AI-Driven software testing
Today we are looking at another type of testing which is gaining traction fast: AI-Driven software testing. In other words, the use of Artificial Intelligence (AI) and Machine Learning (ML) to improve the overall testing process.
What is it?
Essentially, it is when AI is used to inject more automation into development and testing. This is achieved via the application of reasoning, problem solving and then also through ML. AI can successfully generate test cases, identify defects, and predict testing outcomes. It can then also reduce the amount of mundane and tedious tasks involved, meaning that its application in software testing is growing.

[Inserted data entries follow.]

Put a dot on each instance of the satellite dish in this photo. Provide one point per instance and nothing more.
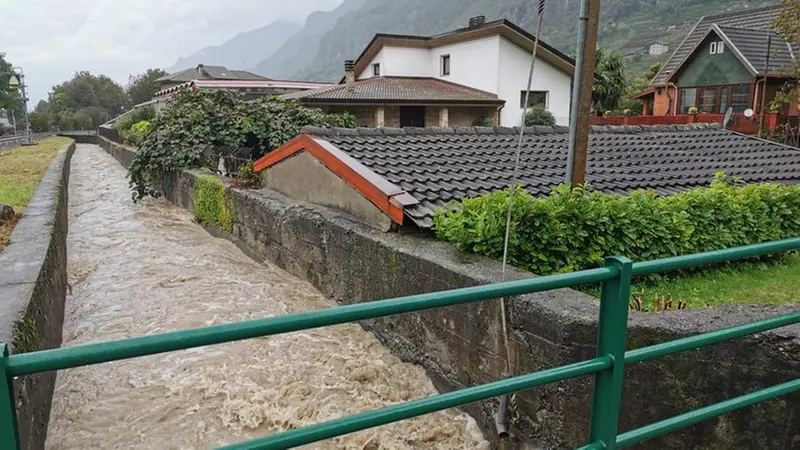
(727, 119)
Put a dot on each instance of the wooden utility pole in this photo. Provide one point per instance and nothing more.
(590, 16)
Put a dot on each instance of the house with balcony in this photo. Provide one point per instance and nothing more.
(474, 75)
(733, 60)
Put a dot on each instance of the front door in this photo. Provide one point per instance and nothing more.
(412, 116)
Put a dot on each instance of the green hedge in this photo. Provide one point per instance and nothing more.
(210, 203)
(572, 230)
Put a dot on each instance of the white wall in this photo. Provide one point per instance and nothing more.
(400, 62)
(472, 64)
(513, 78)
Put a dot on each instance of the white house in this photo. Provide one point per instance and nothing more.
(472, 75)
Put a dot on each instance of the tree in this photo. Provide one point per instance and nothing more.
(142, 87)
(609, 84)
(539, 115)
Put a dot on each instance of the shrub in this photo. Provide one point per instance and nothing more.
(539, 115)
(194, 121)
(210, 203)
(575, 229)
(136, 134)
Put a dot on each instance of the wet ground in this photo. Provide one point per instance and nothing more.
(146, 268)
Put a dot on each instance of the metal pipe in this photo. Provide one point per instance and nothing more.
(576, 90)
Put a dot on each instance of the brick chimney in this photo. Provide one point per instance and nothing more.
(477, 21)
(349, 73)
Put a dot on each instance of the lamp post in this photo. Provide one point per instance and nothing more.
(16, 80)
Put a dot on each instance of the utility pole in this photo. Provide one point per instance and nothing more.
(581, 107)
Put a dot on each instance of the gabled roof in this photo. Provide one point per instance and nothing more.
(398, 90)
(213, 72)
(436, 166)
(504, 28)
(752, 19)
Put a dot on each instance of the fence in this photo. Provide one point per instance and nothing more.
(608, 366)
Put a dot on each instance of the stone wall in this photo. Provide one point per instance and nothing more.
(33, 284)
(461, 346)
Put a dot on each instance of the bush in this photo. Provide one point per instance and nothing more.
(539, 115)
(136, 134)
(573, 230)
(127, 121)
(197, 120)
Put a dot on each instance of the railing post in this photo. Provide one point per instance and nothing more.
(9, 433)
(612, 328)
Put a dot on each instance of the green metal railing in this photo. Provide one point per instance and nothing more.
(608, 366)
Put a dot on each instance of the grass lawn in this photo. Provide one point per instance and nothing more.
(21, 169)
(763, 283)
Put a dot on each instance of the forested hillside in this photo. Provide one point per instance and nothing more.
(317, 52)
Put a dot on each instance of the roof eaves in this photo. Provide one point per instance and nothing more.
(388, 197)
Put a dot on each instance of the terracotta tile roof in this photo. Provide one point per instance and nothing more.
(397, 89)
(753, 19)
(437, 166)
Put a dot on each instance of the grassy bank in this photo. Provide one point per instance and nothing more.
(766, 283)
(21, 169)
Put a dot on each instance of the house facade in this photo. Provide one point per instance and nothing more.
(733, 60)
(487, 60)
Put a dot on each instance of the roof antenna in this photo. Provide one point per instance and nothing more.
(501, 417)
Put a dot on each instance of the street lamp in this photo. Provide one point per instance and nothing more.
(16, 80)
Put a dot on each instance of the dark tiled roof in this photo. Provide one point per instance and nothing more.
(397, 89)
(754, 19)
(213, 72)
(437, 166)
(753, 46)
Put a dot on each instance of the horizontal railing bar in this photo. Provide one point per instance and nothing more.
(713, 257)
(87, 354)
(706, 412)
(402, 411)
(713, 337)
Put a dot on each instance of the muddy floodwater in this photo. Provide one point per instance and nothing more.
(145, 268)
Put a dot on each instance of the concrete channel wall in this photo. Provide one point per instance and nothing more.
(33, 286)
(461, 346)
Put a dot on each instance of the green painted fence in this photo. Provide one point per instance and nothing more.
(608, 366)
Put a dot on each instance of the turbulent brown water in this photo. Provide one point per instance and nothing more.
(146, 268)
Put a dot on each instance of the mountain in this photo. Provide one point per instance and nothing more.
(243, 50)
(317, 52)
(298, 52)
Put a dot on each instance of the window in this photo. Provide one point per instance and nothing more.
(740, 97)
(536, 98)
(723, 100)
(445, 65)
(688, 99)
(708, 99)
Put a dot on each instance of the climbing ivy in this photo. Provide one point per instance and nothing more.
(211, 203)
(194, 121)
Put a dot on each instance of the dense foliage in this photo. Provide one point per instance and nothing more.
(539, 115)
(571, 230)
(194, 121)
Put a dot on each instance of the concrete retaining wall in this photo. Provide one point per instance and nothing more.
(461, 346)
(33, 283)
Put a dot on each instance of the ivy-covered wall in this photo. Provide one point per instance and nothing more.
(704, 69)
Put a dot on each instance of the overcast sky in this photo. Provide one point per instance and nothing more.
(52, 39)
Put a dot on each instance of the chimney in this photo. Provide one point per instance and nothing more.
(477, 21)
(349, 72)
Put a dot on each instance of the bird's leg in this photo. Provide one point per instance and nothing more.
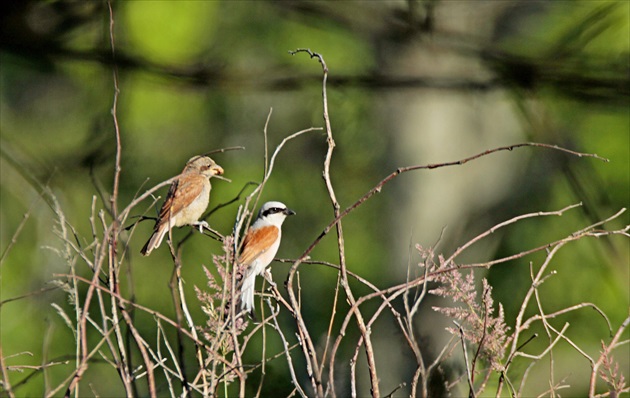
(267, 276)
(201, 225)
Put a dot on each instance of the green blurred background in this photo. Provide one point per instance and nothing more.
(411, 82)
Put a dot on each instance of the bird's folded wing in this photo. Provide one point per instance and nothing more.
(181, 194)
(257, 242)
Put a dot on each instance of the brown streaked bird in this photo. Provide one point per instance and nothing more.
(260, 247)
(186, 200)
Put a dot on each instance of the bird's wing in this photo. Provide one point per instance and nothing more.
(257, 242)
(181, 194)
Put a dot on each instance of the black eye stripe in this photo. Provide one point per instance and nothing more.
(273, 210)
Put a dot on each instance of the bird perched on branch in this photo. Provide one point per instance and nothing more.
(260, 247)
(186, 200)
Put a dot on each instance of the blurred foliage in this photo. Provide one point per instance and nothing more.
(201, 75)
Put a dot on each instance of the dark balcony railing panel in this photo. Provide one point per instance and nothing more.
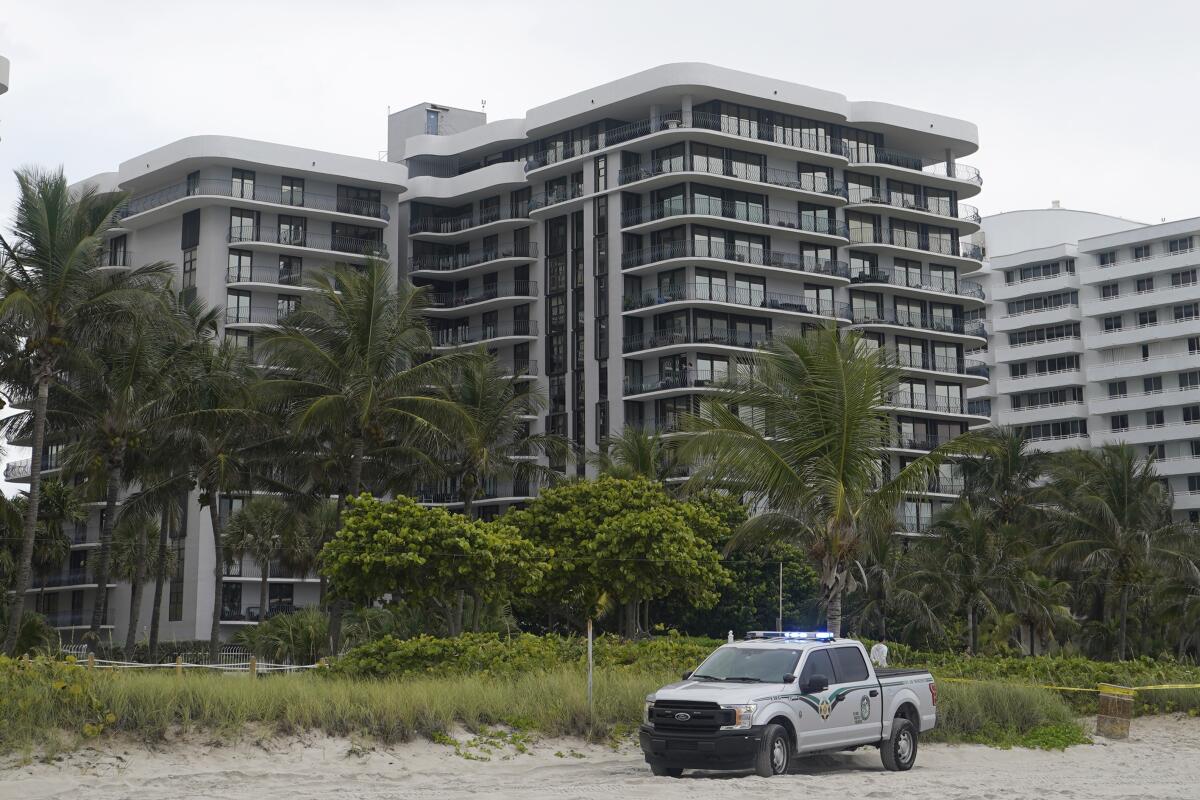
(484, 293)
(462, 260)
(737, 253)
(471, 335)
(225, 187)
(259, 234)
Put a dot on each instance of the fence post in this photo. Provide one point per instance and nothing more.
(1115, 711)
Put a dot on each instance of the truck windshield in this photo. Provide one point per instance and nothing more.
(753, 665)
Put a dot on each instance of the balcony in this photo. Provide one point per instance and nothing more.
(525, 252)
(922, 283)
(439, 226)
(807, 182)
(474, 335)
(737, 211)
(484, 294)
(670, 383)
(905, 240)
(274, 196)
(666, 338)
(954, 325)
(825, 148)
(305, 240)
(739, 254)
(707, 293)
(921, 206)
(264, 275)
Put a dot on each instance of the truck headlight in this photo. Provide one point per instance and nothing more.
(743, 716)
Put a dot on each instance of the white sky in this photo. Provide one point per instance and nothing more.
(1090, 103)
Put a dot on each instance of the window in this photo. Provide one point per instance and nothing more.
(189, 268)
(849, 665)
(292, 191)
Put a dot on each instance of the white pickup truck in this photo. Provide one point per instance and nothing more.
(778, 695)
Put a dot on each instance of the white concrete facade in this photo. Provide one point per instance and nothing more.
(243, 222)
(1096, 340)
(625, 246)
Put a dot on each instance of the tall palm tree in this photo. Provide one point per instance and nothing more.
(489, 438)
(1111, 516)
(636, 452)
(57, 300)
(803, 433)
(267, 528)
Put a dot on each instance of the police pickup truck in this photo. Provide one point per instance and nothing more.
(779, 695)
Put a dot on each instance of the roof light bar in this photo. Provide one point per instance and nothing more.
(815, 636)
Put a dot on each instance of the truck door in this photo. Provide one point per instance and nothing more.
(853, 711)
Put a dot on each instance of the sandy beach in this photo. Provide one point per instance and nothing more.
(1159, 761)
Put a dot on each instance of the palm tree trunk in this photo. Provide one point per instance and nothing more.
(106, 547)
(25, 566)
(264, 589)
(1125, 621)
(139, 577)
(217, 575)
(160, 578)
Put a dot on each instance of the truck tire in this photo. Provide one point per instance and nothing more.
(774, 752)
(899, 751)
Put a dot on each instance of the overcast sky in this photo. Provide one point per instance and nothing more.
(1090, 103)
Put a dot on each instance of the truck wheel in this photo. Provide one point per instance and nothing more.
(774, 752)
(899, 751)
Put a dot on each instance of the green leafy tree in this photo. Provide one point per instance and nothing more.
(624, 541)
(54, 302)
(429, 555)
(803, 434)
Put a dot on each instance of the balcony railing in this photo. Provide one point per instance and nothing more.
(472, 335)
(555, 197)
(941, 246)
(739, 296)
(483, 294)
(667, 337)
(731, 210)
(948, 284)
(219, 187)
(941, 206)
(462, 260)
(305, 239)
(737, 253)
(803, 181)
(263, 275)
(435, 224)
(925, 322)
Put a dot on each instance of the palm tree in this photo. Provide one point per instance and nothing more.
(133, 560)
(1111, 516)
(265, 528)
(636, 452)
(803, 433)
(58, 302)
(975, 563)
(489, 438)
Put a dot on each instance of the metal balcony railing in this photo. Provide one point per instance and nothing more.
(444, 263)
(274, 194)
(259, 234)
(736, 253)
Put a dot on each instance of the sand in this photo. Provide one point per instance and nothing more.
(1161, 759)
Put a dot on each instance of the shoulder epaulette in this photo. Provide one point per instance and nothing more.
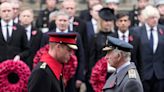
(132, 73)
(43, 66)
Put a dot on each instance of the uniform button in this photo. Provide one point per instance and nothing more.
(44, 18)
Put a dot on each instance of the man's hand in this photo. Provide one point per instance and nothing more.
(16, 58)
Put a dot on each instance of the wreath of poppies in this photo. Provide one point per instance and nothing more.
(14, 76)
(69, 68)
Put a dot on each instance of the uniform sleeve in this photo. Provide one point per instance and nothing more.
(39, 82)
(132, 86)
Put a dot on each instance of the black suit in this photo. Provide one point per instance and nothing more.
(150, 64)
(131, 40)
(16, 45)
(34, 44)
(44, 80)
(81, 62)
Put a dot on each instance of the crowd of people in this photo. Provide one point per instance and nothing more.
(109, 51)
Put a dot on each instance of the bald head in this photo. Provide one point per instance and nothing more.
(6, 11)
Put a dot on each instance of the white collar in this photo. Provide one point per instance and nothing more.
(58, 30)
(28, 28)
(3, 23)
(121, 33)
(148, 27)
(123, 66)
(71, 19)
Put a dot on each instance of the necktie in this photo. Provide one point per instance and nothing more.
(151, 39)
(7, 32)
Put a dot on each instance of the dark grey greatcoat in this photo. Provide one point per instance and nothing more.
(126, 80)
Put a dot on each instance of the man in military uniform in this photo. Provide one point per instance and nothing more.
(137, 8)
(42, 21)
(46, 76)
(126, 77)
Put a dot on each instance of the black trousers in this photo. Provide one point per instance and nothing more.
(153, 85)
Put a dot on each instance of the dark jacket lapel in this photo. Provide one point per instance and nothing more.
(1, 34)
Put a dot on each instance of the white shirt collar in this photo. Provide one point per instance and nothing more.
(148, 27)
(58, 30)
(28, 28)
(3, 23)
(123, 66)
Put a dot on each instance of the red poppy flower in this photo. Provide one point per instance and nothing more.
(11, 68)
(130, 38)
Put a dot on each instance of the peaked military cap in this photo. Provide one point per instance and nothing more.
(64, 38)
(111, 1)
(120, 44)
(107, 14)
(159, 2)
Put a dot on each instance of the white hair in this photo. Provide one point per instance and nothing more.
(150, 11)
(52, 15)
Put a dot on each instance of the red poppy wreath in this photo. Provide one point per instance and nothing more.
(14, 76)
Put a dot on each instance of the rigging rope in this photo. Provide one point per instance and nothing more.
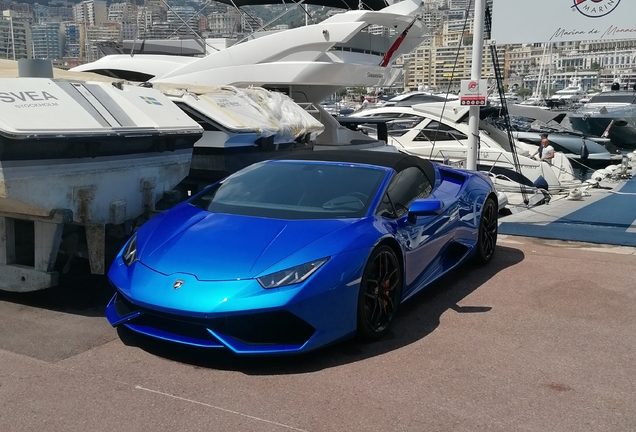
(504, 104)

AI is also being used more in line with a general trend of more organisations now exploring how AI can help them. This is due to the fact that AI requires data, computing power and algorithms. Algorithms have been around for a while but big data and power have now arrived at a point where AI is a distinct reality.
What are the benefits?
Increased test coverage: This can be achieved by the automatic generation of test cases covering different scenarios and edge cases.
Improved efficiency: Achieved via the automation of repetitive tasks and a reduction in human intervention.
Increased accuracy: AI algorithms can identify defects with a higher degree of accuracy than human beings.
Predictive testing: This can allow software testing teams to identify potential issues before they occur.
Self-healing: AI-Driven testing can automatically detect and then fix issues without a need for human intervention.
Adaptability: This type of testing can adapt to changing requirements and learn from previous experiences, thus increasing efficiency.
It is worth noting that AI-Driven software testing is still an emerging field. It is also not a replacement for human testers. Instead, it is another tool which can help to improve the overall testing process. It should ideally be used alongside other testing methodologies including manual testing and exploratory testing.